His successor, a priest of the name of Raynhard, was as niggardly as the other had been bountiful. He did not even go to the expense of painting out the lines; he simply altered the position of one point, which made the couplet read thus

"Be open evermore, O thou my door,

To none, be shut to honest or to poor."

A somewhat similar anecdote is told of a barber who had a couplet over his door without any punctuation at all, but which the passer-by read thus

"What do you think?

I'll shave you for nothing and give you a drink.”

If any victim went in to avail himself of this apparently magnanimous offer, he found that the barber's reading of it

was

"What! do you think

I'll shave you for nothing and give you a drink?" to which his reply was, of course, a negative.

Reading in disregard of the punctuation, or with false pauses or inflections, produces effects similar to the misplacing of points in printing.
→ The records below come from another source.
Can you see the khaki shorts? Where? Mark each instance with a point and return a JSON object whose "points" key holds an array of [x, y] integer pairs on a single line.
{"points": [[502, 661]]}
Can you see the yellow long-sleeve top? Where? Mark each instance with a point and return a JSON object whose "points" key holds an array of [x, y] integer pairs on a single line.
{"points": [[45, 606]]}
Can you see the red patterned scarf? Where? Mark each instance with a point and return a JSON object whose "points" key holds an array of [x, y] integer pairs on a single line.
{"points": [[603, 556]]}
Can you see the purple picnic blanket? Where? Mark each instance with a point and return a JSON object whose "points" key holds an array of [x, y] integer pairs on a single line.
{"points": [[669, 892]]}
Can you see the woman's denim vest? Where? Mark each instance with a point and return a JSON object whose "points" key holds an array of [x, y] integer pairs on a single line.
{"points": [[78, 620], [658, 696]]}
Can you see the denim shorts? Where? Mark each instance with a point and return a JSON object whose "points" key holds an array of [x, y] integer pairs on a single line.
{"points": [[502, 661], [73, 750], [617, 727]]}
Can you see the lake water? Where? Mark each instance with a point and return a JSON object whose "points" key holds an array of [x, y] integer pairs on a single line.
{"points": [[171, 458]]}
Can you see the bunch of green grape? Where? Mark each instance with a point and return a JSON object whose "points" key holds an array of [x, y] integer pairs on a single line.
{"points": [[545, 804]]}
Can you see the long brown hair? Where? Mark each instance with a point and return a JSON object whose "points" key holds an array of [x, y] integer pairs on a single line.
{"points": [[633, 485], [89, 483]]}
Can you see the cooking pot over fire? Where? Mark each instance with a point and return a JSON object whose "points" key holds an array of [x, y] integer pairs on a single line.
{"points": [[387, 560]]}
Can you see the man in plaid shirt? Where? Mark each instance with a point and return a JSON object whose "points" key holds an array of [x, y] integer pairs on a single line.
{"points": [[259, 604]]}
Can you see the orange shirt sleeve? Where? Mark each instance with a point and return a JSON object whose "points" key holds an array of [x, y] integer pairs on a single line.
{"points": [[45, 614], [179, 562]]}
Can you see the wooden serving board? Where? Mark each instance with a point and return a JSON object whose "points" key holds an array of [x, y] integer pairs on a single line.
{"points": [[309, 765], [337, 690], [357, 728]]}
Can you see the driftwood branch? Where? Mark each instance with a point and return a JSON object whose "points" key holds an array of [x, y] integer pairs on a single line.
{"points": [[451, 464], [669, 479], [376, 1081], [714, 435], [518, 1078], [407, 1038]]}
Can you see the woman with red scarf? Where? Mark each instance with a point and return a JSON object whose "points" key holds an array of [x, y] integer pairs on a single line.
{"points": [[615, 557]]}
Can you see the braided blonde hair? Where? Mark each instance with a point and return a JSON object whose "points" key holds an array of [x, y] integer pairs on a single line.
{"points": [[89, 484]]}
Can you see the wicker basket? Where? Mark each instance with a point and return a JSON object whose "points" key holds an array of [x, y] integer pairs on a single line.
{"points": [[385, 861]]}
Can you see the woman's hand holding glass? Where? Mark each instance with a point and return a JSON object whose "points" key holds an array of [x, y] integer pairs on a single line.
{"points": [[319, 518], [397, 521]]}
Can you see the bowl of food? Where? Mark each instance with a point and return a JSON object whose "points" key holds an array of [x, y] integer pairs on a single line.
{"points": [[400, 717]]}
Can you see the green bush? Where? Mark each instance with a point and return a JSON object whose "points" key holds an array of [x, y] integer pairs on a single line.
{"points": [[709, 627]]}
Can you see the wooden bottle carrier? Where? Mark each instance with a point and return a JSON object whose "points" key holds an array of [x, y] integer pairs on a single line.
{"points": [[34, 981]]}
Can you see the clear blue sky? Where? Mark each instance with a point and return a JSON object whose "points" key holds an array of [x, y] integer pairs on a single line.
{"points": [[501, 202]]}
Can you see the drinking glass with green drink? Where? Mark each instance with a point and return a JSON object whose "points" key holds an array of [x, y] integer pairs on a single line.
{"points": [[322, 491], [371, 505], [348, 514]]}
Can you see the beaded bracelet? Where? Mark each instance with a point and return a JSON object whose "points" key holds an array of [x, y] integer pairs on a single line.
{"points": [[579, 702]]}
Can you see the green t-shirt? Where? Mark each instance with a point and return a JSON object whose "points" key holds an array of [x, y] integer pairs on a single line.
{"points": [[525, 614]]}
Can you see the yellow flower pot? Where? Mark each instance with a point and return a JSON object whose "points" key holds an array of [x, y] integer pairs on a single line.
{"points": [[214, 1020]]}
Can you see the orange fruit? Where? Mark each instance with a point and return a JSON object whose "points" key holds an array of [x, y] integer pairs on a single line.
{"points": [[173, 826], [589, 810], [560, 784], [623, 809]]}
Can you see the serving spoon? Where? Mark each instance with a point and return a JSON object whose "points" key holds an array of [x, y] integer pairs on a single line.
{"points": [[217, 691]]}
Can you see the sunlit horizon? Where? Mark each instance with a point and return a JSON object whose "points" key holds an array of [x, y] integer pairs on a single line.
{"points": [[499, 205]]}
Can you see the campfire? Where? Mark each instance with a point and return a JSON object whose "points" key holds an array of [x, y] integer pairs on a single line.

For instance, a precentor, getting the intimation-" A sailor going to sea, his wife desires the prayers of the congregation," gave it forth as if it were "a sailor going to see his wife, desires the prayers of the congregation".

Another man, reading the verse beginning, "The wicked flee when no man pursueth," &c., paused after "flee," making it read as it were, "The wicked flea, when no man pursueth but the righteous, is bold as a lion ".

At a Delmonico dinner the toast-" Woman-without her, man is a brute," was given-"Woman, without her man, is a brute".